Nothing but the blue sky could be seen above the trees.

"I don't see any hill."

"It will be there when we get to it."

At last everyone was dressed, and Maro led the group inland through the forest. He led them on an odd winding course through bush and over small streams, treading boldly and flushing out all kinds of strange and brightly colored animals from hiding.

The wolf couldn't make out what direction Maro was going in. The tiger moved vaguely eastward in what was very nearly a dance, and Kohath found himself regretting that this should happen during the one time the tiger felt the need to drape himself in voluminous clothing. It was a very alluring dance, without any music but its own rhythm, moving quickly, turning, stepping from one side to the other and back again. Nyaiya's matched it, with levity if not actual grace, and the kits were leaping about animatedly.

Maro watched nothing save his feet but collided with nothing, making steady inland progress, but Kohath's eyes were on the tiger he was following and he still found himself barking his shins against rocks and ramming his arm into tree-branches till he was sure he would be quite bruised soon. At one point, he had no idea how, he nearly ran head-on into a tree he was sure was not there a moment before.

And still, the big tigers moved effortlessly, while Kohath struggled to keep up.
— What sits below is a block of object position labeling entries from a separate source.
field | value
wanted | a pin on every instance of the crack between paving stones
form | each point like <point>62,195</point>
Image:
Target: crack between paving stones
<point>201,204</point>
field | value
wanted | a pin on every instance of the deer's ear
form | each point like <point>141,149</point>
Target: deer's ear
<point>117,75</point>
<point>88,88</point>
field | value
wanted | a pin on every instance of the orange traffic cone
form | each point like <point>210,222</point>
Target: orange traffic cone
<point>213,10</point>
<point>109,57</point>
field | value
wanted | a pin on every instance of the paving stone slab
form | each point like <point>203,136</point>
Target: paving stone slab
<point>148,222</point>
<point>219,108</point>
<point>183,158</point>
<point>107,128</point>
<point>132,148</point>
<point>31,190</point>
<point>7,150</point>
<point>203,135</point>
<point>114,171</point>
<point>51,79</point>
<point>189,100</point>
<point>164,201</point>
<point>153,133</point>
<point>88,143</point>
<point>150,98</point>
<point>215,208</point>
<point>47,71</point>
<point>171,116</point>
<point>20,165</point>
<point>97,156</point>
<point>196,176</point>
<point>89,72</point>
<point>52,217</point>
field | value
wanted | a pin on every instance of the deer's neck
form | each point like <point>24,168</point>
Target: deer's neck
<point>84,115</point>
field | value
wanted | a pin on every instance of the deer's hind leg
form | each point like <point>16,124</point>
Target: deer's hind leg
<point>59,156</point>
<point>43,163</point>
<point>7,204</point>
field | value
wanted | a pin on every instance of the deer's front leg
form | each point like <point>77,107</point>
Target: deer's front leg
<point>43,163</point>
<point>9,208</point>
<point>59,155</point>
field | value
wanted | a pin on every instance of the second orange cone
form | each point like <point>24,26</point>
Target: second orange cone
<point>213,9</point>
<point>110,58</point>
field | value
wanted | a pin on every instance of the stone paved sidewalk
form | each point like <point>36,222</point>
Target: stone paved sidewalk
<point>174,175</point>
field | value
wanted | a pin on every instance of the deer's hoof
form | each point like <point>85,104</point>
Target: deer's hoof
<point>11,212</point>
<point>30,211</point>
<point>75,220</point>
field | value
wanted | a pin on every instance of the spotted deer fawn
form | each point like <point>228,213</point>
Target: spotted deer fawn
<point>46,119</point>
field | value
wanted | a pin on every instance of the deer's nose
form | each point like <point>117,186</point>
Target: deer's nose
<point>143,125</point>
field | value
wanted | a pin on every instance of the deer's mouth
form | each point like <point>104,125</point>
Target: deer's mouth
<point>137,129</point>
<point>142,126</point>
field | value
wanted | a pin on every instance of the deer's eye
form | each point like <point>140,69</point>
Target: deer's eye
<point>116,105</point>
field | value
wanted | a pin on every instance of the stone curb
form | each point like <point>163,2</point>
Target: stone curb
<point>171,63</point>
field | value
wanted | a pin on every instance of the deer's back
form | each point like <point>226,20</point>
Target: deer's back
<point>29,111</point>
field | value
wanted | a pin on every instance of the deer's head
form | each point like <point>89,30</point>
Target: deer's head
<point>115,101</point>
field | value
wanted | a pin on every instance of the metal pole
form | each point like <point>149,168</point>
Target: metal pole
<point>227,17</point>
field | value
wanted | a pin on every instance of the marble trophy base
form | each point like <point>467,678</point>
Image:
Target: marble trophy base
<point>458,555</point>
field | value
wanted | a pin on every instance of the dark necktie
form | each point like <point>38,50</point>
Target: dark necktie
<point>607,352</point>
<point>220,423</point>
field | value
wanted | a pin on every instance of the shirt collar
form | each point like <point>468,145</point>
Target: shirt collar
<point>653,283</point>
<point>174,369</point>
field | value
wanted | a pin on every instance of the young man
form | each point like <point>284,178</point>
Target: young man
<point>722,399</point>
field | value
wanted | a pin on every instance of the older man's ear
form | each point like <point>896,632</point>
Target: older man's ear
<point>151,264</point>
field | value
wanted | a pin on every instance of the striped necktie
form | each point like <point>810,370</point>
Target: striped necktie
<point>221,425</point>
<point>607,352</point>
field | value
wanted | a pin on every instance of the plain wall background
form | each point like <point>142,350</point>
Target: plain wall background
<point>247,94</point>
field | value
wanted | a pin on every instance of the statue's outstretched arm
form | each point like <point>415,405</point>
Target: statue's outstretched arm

He tripped over a very fat, very bright orange lizard and landed face-down on the ground. The creature stared at him with a tired face before ignoring him and returning to sleep.

Getting up, he noticed movement on the ground. He looked again and failed to catch what was happening, but soon he noticed the shadows were moving. It was much more random than time-lapse photography, where a whole day passes in seconds; they flickered in different directions, and sometimes disappeared entirely. The cover from the trees had dampened the effect at first, but as the forest got sparser—and it was getting sparser—he became more aware of it. The effect made him slightly seasick.

Maro, he realized, was following his own shadow. They were going slower now, and very soon came to a place that was much clearer than the forest. There were still trees, but they were further apart; the ground, too, was simply short grass, and not covered in fallen leaves, branches, or other detritus. He remarked on this to Maro.

"In this place the trees do not drop their leaves. The Present tend this place; it is their garden. Can you see the hill yet?"

Kohath looked eastward. Over the trees he could just make out a hill of rock. There was a peculiar haze of unreality about it, as though the blue sky between him and it were somehow obscuring it.

"Yes," he said. "Who are the Present?"

"They are like... There—one is beneath that tree!"

Standing by the tree was a creature nearly twice as tall as Maro. It had a head shaped like an eagle's, though its whole upper body was covered in feathers of many different shades of fiery red. It had powerful arms and an impressive wingspan. Its lower body was covered in golden fur, and it had a lion's tail. It cast no shadow. There was no outward display of gender, but its face and bearing were recognizably male.

Kohath recognized an anthropomorphic gryphon immediately.

"But that's a kelvin! They're not supposed to exist!"